The phone rang and danced on the nightstand like a crazed MDMA addict in a rave party. It sounded like a sawmill steam whistle blowing inside my head. It shook me awake. The alarm clock showed four in the morning.
“Hello!” I answered grudgingly.
“Mabrouk! Mabrouk! Congratulations!” the jubilant voice of my mother said.
“Congratulations! Barack won. Barack will bring the “baraka.””
Flustered and still half asleep I said: “thank you.”
“Did you vote yesterday?”
My father jumped on the phone. “Things are going to get better now.”
“Yes! Of course. He is a Moslem. Thank God the older one did not win.”
I could hear my mother in the background saying: “God answered the prayers of Moslems. The next US president’s name is M’barak.”
Many other friends from around the world called and sent ME SMS messages throughout the day cheering and conveying their hopes things will soon change for the better. I felt as though Obama and I share a kinship in wretchedness.
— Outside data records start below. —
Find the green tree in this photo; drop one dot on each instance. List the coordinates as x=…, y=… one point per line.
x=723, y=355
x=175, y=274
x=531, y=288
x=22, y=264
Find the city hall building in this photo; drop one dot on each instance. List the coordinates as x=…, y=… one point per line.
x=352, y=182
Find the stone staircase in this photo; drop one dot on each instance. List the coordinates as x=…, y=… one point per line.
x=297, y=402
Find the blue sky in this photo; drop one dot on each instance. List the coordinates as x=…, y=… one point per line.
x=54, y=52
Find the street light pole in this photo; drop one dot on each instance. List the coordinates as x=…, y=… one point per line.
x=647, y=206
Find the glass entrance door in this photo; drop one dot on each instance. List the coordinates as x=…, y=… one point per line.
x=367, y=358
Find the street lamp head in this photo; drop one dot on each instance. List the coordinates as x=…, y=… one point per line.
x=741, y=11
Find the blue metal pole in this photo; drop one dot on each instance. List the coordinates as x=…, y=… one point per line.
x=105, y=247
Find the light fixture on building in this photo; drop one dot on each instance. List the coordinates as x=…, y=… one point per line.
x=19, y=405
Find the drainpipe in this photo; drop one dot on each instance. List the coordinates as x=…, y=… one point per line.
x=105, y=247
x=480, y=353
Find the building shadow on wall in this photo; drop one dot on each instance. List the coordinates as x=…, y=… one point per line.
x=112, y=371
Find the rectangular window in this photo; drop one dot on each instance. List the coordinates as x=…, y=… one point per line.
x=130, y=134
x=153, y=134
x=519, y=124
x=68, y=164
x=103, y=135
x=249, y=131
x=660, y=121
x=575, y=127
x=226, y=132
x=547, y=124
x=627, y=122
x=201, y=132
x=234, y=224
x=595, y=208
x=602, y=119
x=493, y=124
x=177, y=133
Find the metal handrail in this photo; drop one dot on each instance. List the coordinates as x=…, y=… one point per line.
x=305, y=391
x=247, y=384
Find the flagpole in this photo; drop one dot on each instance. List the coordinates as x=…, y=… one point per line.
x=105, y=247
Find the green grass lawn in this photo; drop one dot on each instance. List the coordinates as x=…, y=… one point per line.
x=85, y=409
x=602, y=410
The Bush administration’s many failures are leaving nothing but smoldering ruin across the national and international landscapes. Its blunders will go on raging inside people’s minds for a long time to come. The US stands isolated and vilified. The election of Obama is a desperate and necessary attempt by Americans to restore their dignity and grace. He will most certainly make adjustments; his administration will be an aggregate of diverse American political philosophies; he will rescind some of bush’s directives such as those pertaining to interrogation and detainees; he will enact drastic measures to restore confidence in a tattered American economy; he will reshape the military and refocus its priorities; he will advocate diplomacy over hasty and deleterious military action.
The Obama administration will engage on all these fronts focusing on nothing else but US interests. Not Africa; not the Arabs; not the Moslems. The Obama millions of Africans, Arabs, and Moslems anxiously prayed for on the edge of their seats while on his campaign trail is different than the one who will be sworn in as president. The change of course started when he received his first intelligence briefing. Other briefings would enlighten him with information about the wars in Iraq and Afghanistan, the economy, Gitmo detainees and a myriad of other issues he was unaware of. As a candidate, Obama did not have the required “need to know” to be privy to that information; as a President Elect with the adequate clearance, that information is too sensitive to share with the public. As a scholar, his decisions will be based on lucubration, but will be shaped by this newly acquired and highly restricted perspective. Suddenly, Talking to the Iranian government whose hegemonic aspirations in the Middle East are not a concern to Israel alone, but to all the neighboring Arab countries as well and whose support to terrorist elements is undeniable, is not such a viable option. Suddenly, Islamic extremism is indeed an immediate terrorist threat that will only cower before forceful and unrelenting policies. Suddenly, the economy has been in a recession for the past year and cutting taxes may not seem such a bright idea. Already his economic plan is changing; so will his perspective on many foreign issues. I have no doubt he will redefine US foreign policy, but I do not anticipate a dramatic policy change. I can say with certitude there will never be an Obama condemnation of Israeli human rights and political transgressions against the Palestinians. US support to African and Arab despots will carry on. It is imperative to maintain a power dynamic that advances and sustains US interests in the world.
I was hardly surprised when Benjamin Emanuel, the father of Obama’s chief of staff Rahm Emanuel (who is Jewish), talking about his son stated in an interview to the daily Ma’ariv:
“Obviously, he will influence the president to be pro-Israel. Why wouldn’t he? What is he, an Arab? He’s not going to clean the floors of the White House.”
Mr. Rahm Emanuel quickly picked up the phone and apologized to the American-Arab Anti-discrimination Committee for his father’s disparaging comments. No apology was necessary to the Arabs of the world; they matter as much to the Obama administration as they did to the Bush one.